Photovoltaic technologies

The photovoltaic effect was discovered by Edmund Becquerel in 1839, but was not fully understood until the 1950s. In suitable materials, photons of light excite electrons out of their resting state. If the electrons and "holes" generated by this excitation are separated by an internal electrical field, then a current is produced. Because of the wide spectral range of sunlight, the maximum efficiency of a PV cell is about 28% - though higher efficiencies can be achieved by a "cascade" of complementary cells.

The main PV technologies currently in use or under development are:

  • Crystalline silicon: This technology, currently the workhorse of the PV industry, relies on the cutting of silicon ingots into wafers. Commercial products using monocrystalline cells achieve efficiencies of 12-18%, but are relatively costly and intolerant of impurities. Multicrystalline cells have efficiencies of 10-16%.

  • Thin film silicon: Thin film amorphous silicon cells, such as those manufactured in the UK by Intersolar, can be made at relatively low cost. The cells' efficiencies are low, and degrade rapidly to around 4-6%. However, Canon Japan and the US-based Solarex Corporation and United Solar System Corporation are understood to have developed amorphous silicon cells with higher efficiencies and minimal degradation.

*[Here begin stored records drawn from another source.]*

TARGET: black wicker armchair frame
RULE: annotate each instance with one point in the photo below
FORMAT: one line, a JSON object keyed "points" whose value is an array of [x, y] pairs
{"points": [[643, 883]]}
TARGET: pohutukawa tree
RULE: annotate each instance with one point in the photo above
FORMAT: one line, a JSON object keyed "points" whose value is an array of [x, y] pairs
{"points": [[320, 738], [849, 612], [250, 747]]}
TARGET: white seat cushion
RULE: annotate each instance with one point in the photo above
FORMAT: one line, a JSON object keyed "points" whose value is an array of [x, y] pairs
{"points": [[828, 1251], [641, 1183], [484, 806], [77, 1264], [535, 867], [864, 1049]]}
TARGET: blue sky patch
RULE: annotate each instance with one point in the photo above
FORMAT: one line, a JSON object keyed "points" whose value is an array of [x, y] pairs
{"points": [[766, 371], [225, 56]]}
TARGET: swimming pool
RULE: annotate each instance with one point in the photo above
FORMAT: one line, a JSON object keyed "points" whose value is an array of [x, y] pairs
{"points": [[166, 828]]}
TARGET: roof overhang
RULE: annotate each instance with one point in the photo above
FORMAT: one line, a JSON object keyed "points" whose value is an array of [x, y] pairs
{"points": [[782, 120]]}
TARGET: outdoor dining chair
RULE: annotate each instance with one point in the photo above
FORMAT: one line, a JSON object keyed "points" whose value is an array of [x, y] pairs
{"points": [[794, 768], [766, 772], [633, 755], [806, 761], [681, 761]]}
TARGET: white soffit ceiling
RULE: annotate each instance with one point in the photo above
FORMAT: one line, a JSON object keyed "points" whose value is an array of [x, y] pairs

    Thin film crystalline silicon offers much higher efficiencies - but to date has been handicapped by the need to use substrates capable of withstanding the high-temperature manufacturing process.

  • Thin film cadmium telluride (CdTe): Manufacture of these cells by electroplating or vacuum deposition allows them to be mass-produced at low cost. BP Solar's Appollo cell, which will be made at the company's new facility in California, operates at an efficiency of 8-9%. However, concerns remain over the toxicity of cadmium releases during production and end-of-life disposal (see other box).

  • Copper indium diselenide (CIS): High efficiency levels of 14-17% have been demonstrated for this thin film technology. However, the cells are complex and difficult to manufacture, and are not in significant commercial use.

  • Titanium dioxide (Gratzel cell): This technology, developed by the Swiss Federal Institute of Technology, is based on the sensitisation of fine films of crystalline materials. Titanium dioxide, a plentiful and cheap raw material, is particularly suitable. The technology, which is not yet commercially available, is expected to offer efficiencies of up to 10% at low cost. A particularly attractive feature is that, because the cells absorb infra-red rather than visible light, they can be used in window applications.